Hardware of blind nuts was epoxied into place and then reinforced with plywood. Then the entire interior was reinforced with fiberglass cloth and epoxy for strength. This gave the once-flimsy 1/64″ outer plywood skin a metal-like solidity.

There were actually four wooden pieces to the case: From left to right the base, the shoulder for the top, the shoulder for the bottom with holes for the arm cabling and the top. The smaller holes in the shoulders are for 10 small LED spotlights that would iluminate the arm from within the case.

I decided to engrave a nameplate for the arm using my mill and some engraving bits. Once again, my MillDroid software provided the layout and CNC control.

I purchased a 10-inch diameter, 36″ length of 1/4″ plexiglass tubing. After a few practice cuts I fire-glazed the edges to get a clean edge. This is when I goofed–I overheated the edge, and caused one end of the tube to shrink by about a 1/4″ in the overall diameter. It affects the outer three inches of the tube, ruining the piece and forcing me to purchase a second tube and start over. I was much more cautious and the second tube came out perfect. It was a $60 mistake that bought me how quickly the heat of a torch can melt expensive plastics.
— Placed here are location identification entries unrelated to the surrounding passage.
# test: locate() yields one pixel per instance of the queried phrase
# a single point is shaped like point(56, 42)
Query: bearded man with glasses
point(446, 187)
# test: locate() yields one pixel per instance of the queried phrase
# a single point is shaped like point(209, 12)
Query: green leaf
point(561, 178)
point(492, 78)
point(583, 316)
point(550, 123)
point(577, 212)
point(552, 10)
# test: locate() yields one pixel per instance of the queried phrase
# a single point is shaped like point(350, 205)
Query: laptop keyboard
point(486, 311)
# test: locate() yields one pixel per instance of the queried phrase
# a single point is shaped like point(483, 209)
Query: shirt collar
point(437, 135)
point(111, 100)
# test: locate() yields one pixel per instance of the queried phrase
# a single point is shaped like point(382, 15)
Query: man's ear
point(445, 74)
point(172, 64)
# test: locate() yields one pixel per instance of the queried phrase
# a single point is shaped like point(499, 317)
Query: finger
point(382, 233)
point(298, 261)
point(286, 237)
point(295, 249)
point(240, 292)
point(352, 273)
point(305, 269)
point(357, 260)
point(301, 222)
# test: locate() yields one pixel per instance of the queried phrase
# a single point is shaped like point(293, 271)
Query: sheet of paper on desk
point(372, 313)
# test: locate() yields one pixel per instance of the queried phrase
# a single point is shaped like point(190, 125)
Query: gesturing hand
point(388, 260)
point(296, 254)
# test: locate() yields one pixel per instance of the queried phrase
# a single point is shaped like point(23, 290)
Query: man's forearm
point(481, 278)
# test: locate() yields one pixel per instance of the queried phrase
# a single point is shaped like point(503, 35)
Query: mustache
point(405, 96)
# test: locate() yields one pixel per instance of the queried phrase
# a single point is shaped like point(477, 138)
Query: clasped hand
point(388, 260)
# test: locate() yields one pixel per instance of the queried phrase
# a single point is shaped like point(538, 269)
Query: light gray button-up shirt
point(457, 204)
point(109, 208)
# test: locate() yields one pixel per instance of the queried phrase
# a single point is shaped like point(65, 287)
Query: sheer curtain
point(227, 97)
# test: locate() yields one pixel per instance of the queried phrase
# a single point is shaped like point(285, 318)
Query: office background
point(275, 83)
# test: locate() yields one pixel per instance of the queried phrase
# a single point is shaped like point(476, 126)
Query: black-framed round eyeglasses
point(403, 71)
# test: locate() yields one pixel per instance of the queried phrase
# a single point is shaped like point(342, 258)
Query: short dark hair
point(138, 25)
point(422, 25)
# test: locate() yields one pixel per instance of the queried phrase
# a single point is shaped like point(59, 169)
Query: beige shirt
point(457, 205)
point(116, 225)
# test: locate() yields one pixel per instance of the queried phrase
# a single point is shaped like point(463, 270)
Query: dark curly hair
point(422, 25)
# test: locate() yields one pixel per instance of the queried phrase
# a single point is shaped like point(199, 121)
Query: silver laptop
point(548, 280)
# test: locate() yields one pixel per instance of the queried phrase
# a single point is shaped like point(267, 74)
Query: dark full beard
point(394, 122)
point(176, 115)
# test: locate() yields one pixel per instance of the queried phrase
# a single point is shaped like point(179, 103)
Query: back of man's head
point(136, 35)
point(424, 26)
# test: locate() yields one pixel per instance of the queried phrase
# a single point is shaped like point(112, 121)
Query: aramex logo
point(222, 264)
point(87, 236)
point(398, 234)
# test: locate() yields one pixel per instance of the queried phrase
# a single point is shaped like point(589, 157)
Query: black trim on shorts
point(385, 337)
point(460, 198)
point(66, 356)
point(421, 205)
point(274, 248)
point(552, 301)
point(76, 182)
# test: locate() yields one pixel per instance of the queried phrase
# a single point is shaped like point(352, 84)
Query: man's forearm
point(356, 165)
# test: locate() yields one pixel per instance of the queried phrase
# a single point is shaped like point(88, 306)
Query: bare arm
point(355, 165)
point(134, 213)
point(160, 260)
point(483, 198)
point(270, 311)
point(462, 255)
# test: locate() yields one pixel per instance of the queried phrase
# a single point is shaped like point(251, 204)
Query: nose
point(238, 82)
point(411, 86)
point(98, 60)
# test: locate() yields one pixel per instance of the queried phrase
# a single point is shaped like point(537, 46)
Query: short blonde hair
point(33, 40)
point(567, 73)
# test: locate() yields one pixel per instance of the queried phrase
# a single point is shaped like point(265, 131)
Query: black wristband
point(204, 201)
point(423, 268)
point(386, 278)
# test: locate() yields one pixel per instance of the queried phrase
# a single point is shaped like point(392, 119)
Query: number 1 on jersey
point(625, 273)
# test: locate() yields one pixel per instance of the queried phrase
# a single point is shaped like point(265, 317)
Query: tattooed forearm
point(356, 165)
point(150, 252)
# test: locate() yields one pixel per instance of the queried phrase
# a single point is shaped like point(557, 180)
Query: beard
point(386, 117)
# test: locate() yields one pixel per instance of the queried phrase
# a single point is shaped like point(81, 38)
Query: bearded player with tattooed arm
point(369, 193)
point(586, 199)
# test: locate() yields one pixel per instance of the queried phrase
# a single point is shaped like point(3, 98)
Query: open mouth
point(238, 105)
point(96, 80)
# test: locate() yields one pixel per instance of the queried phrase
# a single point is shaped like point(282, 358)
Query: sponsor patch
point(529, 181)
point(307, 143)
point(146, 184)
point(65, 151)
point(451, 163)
The two shoulder pieces are now painted and mounted to the top and bottom of the case. The finished wood pieces were finished with several coats of thinned wood filler, sanding sealer, then shellac with lots of fine sanding between each. A couple coats of enamel primer and three coats of nickel satin paint then three coats of satin clear coat. The shoulders where then wrapped with a 1/16″ inch layer of gray hard foam. This brought the shoulder diameter up to just slightly larger than the inner diameter of the plexiglass tube for a snug slip fit.

The case awaiting interior detailing and wiring. On the right you can see the $60 mistake I made on the first tube attempt. Ugh. Hope to find a use for is someday.

I didn’t take any pictures of the interior wiring. It consisted of a couple of 1/8″ power jacks (one for the top and once for the bottom) and some small LED “Projectors” that I machined from styrene and metal to emulate the look of the arm’s mechanics. I alternated blue and white LEDs to get a nice lighting arrangement on the metal of the arm.